The Company has developed NV-CoV-2 based on its platform nanoviricides® technology. This approach enables rapid development of new drugs against a number of different viruses. A nanoviricide is a "biomimetic" - it is designed to "look like" the cell surface to the virus. The nanoviricide technology enables direct attacks at multiple points on a virus particle. It is believed that such attacks would lead to the virus particle becoming ineffective at infecting cells. Antibodies in contrast attack a virus particle at only two attachment points per antibody.
It is anticipated that when a virus comes in contact with the nanoviricide, not only would it land on the nanoviricide surface, binding to the copious number of ligands presented there, but it would also get entrapped because the nanomicelle polymer would turn around and fuse with the virus lipid envelope, harnessing a well known biophysical phenomenon called "lipid-lipid mixing". In a sense, a nanoviricide drug acts against viruses like a "venus-fly-trap" flower does against insects. Unlike antibodies that tag the virus and require the human immune system to take over and complete the task of dismantling the virus, a nanoviricide is a nanomachine that is designed to not only bind to the virus but also complete the task of rendering the virus particle ineffective.
In addition, the nanoviricide technology also simultaneously enables attacking the rapid intracellular reproduction of the virus by incorporating one or more active pharmaceutical ingredients (APIs) within the core of the nanoviricide. The nanoviricide® technology is the only technology in the world, to the best of our knowledge, that is capable of both (a) attacking extracellular virus, thereby breaking the reinfection cycle, and simultaneously (b) disrupting intracellular production of the virus, thereby enabling complete control of a virus infection.

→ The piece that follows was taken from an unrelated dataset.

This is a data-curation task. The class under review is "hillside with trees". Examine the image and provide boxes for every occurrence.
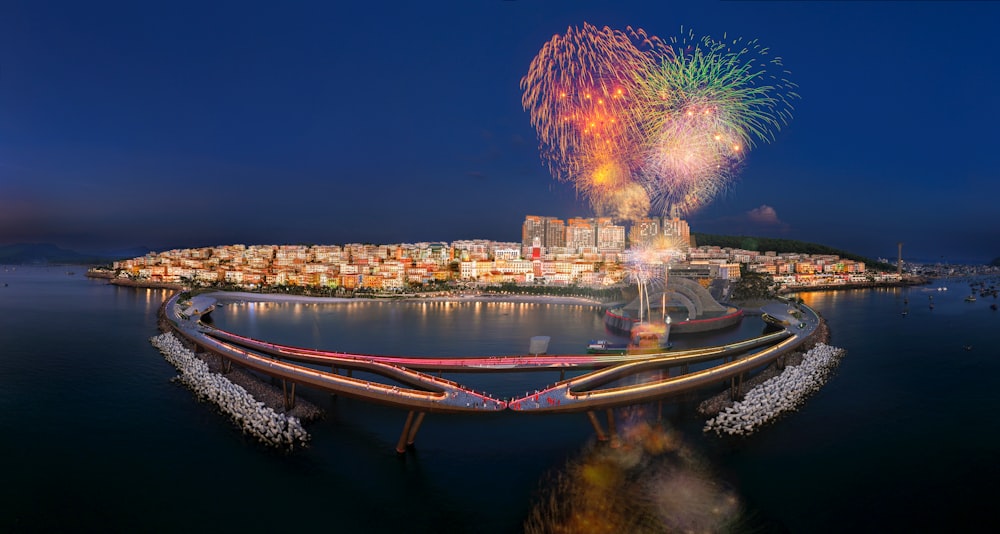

The Company has developed NV-CoV-2-R based on this encapsulation capability that is built in its nanoviricide NV-CoV-2. The Company has chosen to encapsulate "remdesivir" as the participating drug for blocking the viral replication cycle. Remdesivir is approved by the US FDA for the treatment of SARS-CoV-2 infection. Encapsulation of remdesivir in the Company's nanoviricide envelope is expected to protect it from metabolism in the body. This protection can be expected to lead to significant enhancement in the effectiveness of remdesivir itself (in the encapsulated form), by potentially increasing both the effective remdesivir concentration and its duration of action. This could be an additional favorable effect for the Company's anti- coronavirus drug candidate NV-CoV-2-R. Remdesivir is sponsored by Gilead. The Company is developing its drug candidates independently at present.